As gaming attorney Pete Lewin writes on Gamasutra today, generally what is copyrightable – in the US, where the lawsuit has been filed – is the expression of the game’s ideas rather than the ideas themselves. “For example, Nintendo owns Mario (the expression), but not the concept of a plumber collecting gold coins and rescuing princesses (the idea),” he explains. “As such, PUBG Corp will undoubtedly own PUBG’s unique code, art assets, audio files etc as these represent its particular expression of its game design choices.”

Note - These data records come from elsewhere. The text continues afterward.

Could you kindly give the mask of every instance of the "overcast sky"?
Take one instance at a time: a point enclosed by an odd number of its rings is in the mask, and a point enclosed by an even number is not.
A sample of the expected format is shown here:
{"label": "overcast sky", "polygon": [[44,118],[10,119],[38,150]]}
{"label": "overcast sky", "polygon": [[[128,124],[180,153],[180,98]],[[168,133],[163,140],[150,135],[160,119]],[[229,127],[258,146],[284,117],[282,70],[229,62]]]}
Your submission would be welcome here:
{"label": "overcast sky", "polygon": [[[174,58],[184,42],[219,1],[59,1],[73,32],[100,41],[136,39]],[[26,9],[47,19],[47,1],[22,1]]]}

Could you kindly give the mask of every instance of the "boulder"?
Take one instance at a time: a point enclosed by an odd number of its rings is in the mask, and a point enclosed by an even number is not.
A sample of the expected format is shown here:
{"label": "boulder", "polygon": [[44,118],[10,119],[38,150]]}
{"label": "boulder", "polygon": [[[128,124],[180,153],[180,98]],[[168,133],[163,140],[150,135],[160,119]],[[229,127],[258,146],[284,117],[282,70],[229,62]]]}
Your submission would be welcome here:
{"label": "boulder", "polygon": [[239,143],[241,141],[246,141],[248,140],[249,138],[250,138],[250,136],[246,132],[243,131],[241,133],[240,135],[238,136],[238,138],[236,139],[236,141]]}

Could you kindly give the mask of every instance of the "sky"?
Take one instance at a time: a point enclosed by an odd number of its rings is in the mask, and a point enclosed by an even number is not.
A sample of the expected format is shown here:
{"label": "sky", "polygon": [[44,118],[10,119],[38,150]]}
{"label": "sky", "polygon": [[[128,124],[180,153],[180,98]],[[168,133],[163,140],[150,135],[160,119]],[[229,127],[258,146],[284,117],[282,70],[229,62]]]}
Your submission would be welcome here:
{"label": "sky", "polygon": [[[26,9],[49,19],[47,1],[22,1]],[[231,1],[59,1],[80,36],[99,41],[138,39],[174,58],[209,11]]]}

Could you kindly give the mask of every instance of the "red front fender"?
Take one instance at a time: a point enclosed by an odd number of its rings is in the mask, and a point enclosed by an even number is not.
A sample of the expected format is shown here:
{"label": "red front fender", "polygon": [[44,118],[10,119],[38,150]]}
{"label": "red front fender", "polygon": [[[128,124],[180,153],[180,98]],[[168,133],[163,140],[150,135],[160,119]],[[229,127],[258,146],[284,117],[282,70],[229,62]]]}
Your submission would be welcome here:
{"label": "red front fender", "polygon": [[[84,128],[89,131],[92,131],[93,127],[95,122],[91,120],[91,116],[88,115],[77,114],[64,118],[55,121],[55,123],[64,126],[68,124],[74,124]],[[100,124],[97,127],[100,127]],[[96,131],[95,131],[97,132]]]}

The wrench in the works here is the 2012 decision in Tetris Holdings, LLC v. Xio Interative, Inc.; the court there ruled that even though the defendant hadn’t actually ripped off any of Tetris’ assets in its copycat game, it had in fact cloned a significant chunk of ideas pioneered in Tetris, which therefore constituted infringement. In other words, Tetris Holdings beat a cloner by asking the court to look at the whole game, not just its mechanical bits and pieces.
And that means PUBG Corp’s case might not be as absurd as it sounds after all, though of course as the attorney points out, PUBG is a much more complicated game, and NetEase’s next move will be to highlight all the ways in which it’s different from the game so as to dodge the Tetris trap.